7- Triplets help a lot. Think of the solo from Foreigner's "Cold As Ice" When I heard this back in the day a Knew triplets were cool. Playing 3 note patters over 1/8th notes is kinda cool too. I think the opening riff from "Blue Morning" is pretty close here.

8 - Steal without shame or remorse - For goodnes sake, when you hear someone else do something you like LEARN IT, use it, make it your own. How the heck do you think Clapton got where he is...playing like that and all. I suspect he listened to a great many records and played along with them and copied his favourite riffs. The clip below contains a riff that borrows heavily from Jeff Beck's version of "She's a Woman" from Blow by Blow (starts on the low open E string followed by a couple of quick hammer ons and things. 
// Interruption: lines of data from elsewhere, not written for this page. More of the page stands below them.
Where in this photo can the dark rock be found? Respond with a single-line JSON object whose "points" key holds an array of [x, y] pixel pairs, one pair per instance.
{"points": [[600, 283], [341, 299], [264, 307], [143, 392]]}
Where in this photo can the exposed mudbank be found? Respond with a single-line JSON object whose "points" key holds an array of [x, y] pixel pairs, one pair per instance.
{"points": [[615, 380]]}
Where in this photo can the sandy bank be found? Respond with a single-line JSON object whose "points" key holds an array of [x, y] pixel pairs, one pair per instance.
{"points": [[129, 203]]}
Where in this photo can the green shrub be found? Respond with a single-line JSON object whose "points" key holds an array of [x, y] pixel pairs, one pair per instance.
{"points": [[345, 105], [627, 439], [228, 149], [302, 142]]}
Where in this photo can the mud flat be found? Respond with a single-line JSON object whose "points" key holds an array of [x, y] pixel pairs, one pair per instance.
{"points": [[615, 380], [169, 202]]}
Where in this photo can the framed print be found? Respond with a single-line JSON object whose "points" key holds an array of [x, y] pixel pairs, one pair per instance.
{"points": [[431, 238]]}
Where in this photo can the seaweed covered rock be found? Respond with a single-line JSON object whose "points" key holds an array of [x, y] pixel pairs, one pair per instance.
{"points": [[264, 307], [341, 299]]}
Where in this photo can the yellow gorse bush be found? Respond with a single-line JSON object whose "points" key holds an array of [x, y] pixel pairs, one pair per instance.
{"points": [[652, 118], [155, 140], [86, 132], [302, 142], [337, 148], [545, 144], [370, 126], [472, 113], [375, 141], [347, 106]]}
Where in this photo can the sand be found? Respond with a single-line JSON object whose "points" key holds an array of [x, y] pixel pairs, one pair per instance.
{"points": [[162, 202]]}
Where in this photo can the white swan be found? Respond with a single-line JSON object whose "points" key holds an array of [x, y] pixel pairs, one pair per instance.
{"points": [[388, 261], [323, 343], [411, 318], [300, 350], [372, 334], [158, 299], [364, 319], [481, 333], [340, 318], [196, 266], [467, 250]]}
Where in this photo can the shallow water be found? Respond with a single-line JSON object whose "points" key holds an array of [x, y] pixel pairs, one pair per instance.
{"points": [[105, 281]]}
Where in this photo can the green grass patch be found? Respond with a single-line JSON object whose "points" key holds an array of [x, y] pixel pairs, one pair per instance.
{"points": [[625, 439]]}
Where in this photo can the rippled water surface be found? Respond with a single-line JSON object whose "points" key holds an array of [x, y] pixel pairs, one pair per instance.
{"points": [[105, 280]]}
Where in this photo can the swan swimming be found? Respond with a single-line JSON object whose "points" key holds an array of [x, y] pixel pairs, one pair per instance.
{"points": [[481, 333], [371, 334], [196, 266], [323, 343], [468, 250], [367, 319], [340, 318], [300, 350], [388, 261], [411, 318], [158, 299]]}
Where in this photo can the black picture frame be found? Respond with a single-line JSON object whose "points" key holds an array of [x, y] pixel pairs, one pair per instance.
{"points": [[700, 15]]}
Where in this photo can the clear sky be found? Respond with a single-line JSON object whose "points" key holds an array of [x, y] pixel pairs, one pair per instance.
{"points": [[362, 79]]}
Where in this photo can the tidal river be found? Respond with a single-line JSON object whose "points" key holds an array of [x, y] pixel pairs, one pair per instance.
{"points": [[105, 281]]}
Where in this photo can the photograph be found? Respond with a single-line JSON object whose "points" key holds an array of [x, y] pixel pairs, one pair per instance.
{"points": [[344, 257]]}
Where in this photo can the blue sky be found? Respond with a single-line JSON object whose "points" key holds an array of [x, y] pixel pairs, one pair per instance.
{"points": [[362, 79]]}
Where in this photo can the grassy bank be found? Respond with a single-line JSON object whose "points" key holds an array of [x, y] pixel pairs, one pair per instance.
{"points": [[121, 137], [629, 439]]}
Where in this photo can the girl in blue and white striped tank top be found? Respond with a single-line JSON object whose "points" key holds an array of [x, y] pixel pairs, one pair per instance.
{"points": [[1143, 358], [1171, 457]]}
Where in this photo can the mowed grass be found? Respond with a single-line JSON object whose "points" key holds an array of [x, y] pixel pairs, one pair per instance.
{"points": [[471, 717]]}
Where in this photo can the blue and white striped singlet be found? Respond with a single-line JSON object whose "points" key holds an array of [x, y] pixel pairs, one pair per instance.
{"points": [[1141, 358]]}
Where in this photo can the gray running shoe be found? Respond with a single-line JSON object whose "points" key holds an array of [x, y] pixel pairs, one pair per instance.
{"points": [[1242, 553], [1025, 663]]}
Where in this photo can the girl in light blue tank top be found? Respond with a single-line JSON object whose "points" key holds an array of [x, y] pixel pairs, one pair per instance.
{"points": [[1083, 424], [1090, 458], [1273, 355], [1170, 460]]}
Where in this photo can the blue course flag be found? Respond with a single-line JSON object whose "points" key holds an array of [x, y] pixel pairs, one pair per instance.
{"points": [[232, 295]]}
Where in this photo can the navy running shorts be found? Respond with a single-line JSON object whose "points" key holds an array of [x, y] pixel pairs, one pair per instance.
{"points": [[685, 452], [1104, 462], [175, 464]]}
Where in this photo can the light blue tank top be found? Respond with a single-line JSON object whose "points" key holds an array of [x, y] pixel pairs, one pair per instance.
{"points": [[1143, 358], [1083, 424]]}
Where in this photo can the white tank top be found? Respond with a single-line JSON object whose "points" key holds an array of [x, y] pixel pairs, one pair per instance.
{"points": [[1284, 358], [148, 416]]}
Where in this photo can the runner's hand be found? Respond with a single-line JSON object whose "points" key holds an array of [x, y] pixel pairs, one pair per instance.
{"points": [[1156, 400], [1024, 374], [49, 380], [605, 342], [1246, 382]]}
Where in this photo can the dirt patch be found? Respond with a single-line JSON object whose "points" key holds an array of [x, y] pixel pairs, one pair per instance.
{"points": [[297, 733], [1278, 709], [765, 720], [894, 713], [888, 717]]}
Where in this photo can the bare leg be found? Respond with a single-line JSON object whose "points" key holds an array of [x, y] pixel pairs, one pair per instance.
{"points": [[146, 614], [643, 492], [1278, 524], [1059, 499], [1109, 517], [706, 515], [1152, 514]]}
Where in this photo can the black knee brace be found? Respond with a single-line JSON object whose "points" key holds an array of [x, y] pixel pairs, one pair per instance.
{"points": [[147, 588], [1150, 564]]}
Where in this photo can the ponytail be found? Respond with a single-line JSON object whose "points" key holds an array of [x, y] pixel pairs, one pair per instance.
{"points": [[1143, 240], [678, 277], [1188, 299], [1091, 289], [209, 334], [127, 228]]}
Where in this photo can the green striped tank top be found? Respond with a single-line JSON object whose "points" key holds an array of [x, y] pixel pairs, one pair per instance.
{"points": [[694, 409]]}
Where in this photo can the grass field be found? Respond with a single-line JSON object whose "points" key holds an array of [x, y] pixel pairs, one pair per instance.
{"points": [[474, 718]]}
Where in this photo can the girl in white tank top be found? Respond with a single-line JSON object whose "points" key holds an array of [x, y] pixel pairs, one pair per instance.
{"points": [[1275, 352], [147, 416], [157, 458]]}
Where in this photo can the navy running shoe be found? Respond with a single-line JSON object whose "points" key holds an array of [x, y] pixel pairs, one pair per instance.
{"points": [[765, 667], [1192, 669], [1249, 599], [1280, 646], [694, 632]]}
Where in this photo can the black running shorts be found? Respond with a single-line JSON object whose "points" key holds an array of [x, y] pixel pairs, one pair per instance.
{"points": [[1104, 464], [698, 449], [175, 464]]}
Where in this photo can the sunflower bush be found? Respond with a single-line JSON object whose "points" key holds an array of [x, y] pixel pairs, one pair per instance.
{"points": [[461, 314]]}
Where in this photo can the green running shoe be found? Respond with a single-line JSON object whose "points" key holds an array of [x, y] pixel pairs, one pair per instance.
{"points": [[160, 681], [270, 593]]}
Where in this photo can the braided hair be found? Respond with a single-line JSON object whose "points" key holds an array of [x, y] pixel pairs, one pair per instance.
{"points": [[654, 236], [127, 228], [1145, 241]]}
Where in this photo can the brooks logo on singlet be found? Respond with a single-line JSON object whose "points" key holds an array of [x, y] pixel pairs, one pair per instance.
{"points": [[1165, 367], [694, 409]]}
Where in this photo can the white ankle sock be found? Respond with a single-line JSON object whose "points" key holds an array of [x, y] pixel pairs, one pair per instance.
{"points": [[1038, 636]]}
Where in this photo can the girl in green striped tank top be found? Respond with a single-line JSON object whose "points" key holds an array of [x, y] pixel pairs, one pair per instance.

http://trinityamps.com/clips/samples/Fusion2.mp3

9- For goodness sake, practice with a metronome!


----------



## sambonee (Dec 20, 2007)

Fluidity is basically how smooth your playing is. Effortlessness I would say is a big part of it. 

I have been asked a number of times how I play the way I do. 
1. I try never to play as fast as I can 
2. I try to build on melodic themes as the great classical composers would always do 
3. If it's impossible to whistle, it's probably not memorable 4. Maintain your guitar regularly. Too many overlook how now strings help with effortlessness on the guitar. 
5. Study what notes work best under each chord. 
6. *** learn what the rules of writing great melodies are. Mostly step-wise motion, simple, harmonic repetition, rhythmic repetition, etc ..... 

Lastly, it's pretty impossible to play at your max speed and stay fluid. Any of the solos that you can sing probably aren't smokin, 

Comments? Thoughts?


----------